Sore ini hujan lagi.
Entah mengapa ia selalu memilih turun saat mentari hendak pergi.
Ada seonggok nyawa berdiri, seorang lelaki.
Seharusnya sudah dari tadi lelaki itu menata diri, bersiap menuju kenyataan saat ini.
Tapi ia memilih duduk diam, menunggu ditikam malam.
Tidak kuasa berdiri hanya untuk menemui sang Kirana, kekasih hatinya.
Yang akan terjadi sudah terbayang. Tangis sang hujan, dan hilangnya senyum Kirana.
Ia tak kuasa bila harus segera mengatakan, dirinya harus pergi.
Tidak akan kembali pasti.
Bagaimana harus berkata bila dirinya telah terpikat oleh mata yang lain.
Tidak lagi gadis Kirana bermata sayu, kini ia lebih memilih mata yang bening, yang tidak egois juga posesif. Atau lebih baik ia diam-diam meninggalkan, ahh, rasanya kebenaran ini harus dilafalkan.
********
Tekad bulat menerobos hujan dan malam, menjemput tangis Kirana.

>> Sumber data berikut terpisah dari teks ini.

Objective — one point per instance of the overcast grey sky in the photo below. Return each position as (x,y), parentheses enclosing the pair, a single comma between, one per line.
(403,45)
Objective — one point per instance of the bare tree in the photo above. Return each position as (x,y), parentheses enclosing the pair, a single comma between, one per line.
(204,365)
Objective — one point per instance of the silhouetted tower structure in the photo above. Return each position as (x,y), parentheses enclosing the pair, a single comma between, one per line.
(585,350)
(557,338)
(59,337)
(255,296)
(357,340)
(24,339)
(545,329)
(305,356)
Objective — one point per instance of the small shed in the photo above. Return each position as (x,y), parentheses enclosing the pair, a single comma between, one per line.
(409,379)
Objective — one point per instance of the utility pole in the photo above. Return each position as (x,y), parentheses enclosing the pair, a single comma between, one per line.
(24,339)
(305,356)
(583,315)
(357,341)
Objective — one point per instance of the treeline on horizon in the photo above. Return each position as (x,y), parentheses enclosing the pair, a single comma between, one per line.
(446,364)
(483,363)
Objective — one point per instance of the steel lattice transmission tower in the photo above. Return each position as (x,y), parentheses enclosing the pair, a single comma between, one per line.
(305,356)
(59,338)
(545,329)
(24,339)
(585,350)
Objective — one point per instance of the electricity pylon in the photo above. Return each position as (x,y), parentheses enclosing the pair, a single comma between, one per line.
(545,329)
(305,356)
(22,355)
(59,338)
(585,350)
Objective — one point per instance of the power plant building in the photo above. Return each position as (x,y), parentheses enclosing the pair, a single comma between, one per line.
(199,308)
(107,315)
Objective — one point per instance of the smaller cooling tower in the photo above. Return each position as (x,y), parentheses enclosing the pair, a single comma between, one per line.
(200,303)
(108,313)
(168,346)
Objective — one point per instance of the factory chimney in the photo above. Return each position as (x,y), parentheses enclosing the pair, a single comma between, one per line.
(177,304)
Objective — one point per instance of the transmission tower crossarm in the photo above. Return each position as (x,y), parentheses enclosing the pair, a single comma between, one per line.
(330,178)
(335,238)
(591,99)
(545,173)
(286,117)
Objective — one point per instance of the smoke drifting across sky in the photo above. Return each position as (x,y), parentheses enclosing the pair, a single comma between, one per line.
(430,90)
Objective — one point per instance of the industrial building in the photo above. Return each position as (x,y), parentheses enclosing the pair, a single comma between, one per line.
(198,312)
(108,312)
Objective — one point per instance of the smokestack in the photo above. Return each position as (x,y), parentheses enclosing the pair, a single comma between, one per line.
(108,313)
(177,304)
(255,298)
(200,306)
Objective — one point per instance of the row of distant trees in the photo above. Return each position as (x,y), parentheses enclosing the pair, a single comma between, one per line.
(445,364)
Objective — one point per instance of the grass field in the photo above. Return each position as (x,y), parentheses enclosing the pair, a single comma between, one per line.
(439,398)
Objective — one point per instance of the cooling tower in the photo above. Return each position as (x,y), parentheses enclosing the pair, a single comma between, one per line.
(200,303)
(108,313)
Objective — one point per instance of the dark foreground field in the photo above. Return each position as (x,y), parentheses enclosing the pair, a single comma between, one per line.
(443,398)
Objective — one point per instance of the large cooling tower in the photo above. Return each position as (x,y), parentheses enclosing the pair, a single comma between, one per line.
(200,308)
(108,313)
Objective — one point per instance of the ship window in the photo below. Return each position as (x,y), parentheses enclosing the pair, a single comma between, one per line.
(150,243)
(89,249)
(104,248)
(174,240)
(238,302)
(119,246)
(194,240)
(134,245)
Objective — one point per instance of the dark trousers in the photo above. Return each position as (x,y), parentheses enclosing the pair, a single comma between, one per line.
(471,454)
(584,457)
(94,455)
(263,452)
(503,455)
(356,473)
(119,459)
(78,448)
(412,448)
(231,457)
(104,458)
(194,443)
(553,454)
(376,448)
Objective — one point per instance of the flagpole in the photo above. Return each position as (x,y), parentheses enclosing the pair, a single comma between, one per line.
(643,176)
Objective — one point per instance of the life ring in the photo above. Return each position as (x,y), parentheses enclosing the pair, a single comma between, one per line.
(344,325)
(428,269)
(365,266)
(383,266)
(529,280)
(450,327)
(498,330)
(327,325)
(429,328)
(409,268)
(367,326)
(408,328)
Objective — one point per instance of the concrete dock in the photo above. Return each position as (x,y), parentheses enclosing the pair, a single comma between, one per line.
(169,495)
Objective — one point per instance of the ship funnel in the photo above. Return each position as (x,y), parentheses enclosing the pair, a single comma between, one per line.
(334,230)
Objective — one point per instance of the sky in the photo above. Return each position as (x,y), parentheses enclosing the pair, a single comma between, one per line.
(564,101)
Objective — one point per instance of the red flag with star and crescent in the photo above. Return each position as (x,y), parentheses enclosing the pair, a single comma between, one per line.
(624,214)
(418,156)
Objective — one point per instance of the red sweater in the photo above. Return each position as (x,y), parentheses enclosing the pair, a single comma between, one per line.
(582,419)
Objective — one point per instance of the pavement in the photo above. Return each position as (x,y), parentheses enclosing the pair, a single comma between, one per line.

Sesampainya disana, sang Kirana berdiri di depan taman. Begitu janggal untuk dilihat. Mata sayu itu sudah terlebih dulu bersama hati yang lain.
"Jadi ini yang akan kau sampaikan?"
Kirana berkata, "Kami satu jalan..."
"Tidak apa Kirana, akupun ingin berkata hal serupa. Aku sudah menemukan, orang yang akan kubawa ke jalan yang berbeda denganmu." tandasku dengan senyum mengembang.
Kami diam, mereka kutinggalkan.
Nyatanya tidak ada airmata malam ini, tidak ada tangis permohonan seperti yang telah kukira. Kami bahagia, dan menjalani tujuan yang tak sama, bersama orang yang berbeda.